1. Ist gemäß § 14 a Abs. 1 Satz 2 GeschmMG Schadensersatz durch Herausgabe des Verletzergewinns zu leisten, dürfen Gemeinkosten nur abgezogen werden, wenn und soweit sie ausnahmsweise den schutzrechtsverletzenden Gegenständen unmittelbar zugerechnet werden können. 2. Der Verletzer kann bei der Bestimmung der Höhe des Verletzergewinns nicht geltend machen, dieser beruhe auf besonderen eigenen Vertriebsleistungen.

BUNDESGERICHTSHOF

URTEIL 

Aktenzeichen: I ZR 246/9 

Entscheidung vom 2. November 2000

 

Tatbestand:

Die Klägerin und die Beklagte zu 1 sind Unternehmen der Schmuckwarenindustrie.
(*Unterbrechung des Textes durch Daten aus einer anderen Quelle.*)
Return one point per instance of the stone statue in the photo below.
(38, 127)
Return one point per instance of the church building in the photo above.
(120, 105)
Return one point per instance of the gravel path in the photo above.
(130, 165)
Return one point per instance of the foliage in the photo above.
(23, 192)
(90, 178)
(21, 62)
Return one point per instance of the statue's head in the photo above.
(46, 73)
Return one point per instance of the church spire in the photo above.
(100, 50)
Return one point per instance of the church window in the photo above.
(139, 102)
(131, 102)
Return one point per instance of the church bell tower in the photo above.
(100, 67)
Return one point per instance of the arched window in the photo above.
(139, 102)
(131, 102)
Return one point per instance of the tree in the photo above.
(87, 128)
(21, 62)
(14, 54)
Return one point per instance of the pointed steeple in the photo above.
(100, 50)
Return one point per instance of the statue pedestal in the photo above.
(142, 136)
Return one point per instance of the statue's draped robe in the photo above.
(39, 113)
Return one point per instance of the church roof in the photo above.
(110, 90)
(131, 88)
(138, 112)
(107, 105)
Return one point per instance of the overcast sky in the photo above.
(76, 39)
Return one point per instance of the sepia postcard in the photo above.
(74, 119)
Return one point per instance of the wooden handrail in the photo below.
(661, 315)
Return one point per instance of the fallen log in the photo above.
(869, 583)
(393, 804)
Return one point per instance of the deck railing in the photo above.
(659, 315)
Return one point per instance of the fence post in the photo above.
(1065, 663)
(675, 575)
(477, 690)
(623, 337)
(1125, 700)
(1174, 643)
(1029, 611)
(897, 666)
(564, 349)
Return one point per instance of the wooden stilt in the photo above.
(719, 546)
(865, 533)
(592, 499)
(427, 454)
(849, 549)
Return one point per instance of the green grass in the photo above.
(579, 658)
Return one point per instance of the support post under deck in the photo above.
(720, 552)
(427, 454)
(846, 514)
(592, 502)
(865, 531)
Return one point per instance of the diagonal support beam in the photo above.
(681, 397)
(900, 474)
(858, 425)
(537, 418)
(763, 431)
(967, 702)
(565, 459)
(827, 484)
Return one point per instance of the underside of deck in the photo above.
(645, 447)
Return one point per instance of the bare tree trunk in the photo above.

Die Klägerin ist Inhaberin eines Geschmacksmusters für einen Spannring (Platin-fingerring mit Brillanten). In einem zwischen den Parteien geführten Vorprozess ist rechtskräftig festgestellt worden, dass die Beklagte zu 1 und der Beklagte zu 2, ihr Geschäftsführer, verpflichtet sind, der Klägerin den Schaden zu ersetzen, der ihr dadurch entstanden ist, dass die Beklagten Nachbildungen des Geschmacksmusters in drei verschiedenen Gestaltungen gewerbsmäßig hergestellt, feilgehalten oder in den Verkehr gebracht haben. Im vorliegenden Verfahren streiten die Parteien über die Höhe des Schadensersatzes.

Mit Schreiben vom 12. September 1989 legten die Beklagten Rechnung über die durch Herstellung und Verkauf der drei Nachbildungen erzielten Erlöse und Gewinne. Nach dieser Aufstellung ergab sich ein Gesamtgewinn von 11.694,35 DM.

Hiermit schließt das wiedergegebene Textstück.